Day 15: A Song That Describes You – Death by White Lies
How do I begin? Let’s see: I was born anxious, nervous, fretful, apprehensive, mentally restless, emotionally uneasy, not quite sure what to do in the world. Would it like me? Would I like it? The answer is…
Uh…I don’t know. We’re still figuring each other out. So far, my brain likes to make fun of the fact that I don’t know what the hell I’m doing here. To shut it up, I write and take medication (okay, so the medication is for my girly parts but, believe me, there’s some special ingredient in there that totally tries to balance out my bitchiness. TRIES, not to be confused with ALWAYS SUCCEEDS.)

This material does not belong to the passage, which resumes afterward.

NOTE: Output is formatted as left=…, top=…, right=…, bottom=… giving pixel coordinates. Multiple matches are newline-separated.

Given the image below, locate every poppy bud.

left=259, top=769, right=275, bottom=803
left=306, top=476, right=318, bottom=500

I’ve always been a sufferer of my own self, my own worst critic, my own worst enemy. My anxiety encourages my depression and my depression furthers my anxiety. How did I come to know all of this? Before I was ever put on Wellbutrin or Paxil (none of which I’ve needed for many years), I was persuaded, at the age of 16, to join a group therapy session being held in a conference room of Malcolm Grow Hospital on Andrews Air Force Base. It was in this session that I met young soldiers returning from Iraq (the first war in the early 90s) without all their limbs or all their marbles.
At least we had that in common, having lost all our marbles.
Dramatically enough, I had a panic attack and walked out. My fellow therapy participants, whom I’d known for all of 10 minutes, asked me to stay but wished me well once they fully realized I wasn’t able to. I just didn’t feel worthy.
Their post-traumatic recovery was a battle they shared collectively. My battle was my own, with myself and nobody else.
It still is.
Floating neither up or down, I wonder when I’ll hit the ground…
Yes, this fear’s got a hold on me
I can honestly say, though, that life is a hell of a lot easier once you realize why you have always felt so scared of everything. There is no such thing as a small triumph. In my head, every accomplishment deserves a 30-minute round of Independence Day-worthy fireworks. But to most people, some of my accomplishments are often considered simple things that I was expected to complete anyway, as an ordinary person.
Some days, it’s an emotional drain on me to even make my bed. (Yes, mom. This would explain why I never made my bed as a teenager. It wasn’t out of laziness. It just involved too much thought. Yes, mom. I know that sounds stupid and utterly ridiculous, but it’s the truth.)
I don’t want this post to be anything other than an explanation for why I do the things I do. The things I do may never make sense to you, but they are the only things that keep me in control of a couple of otherwise uncontrollable situations called life and death.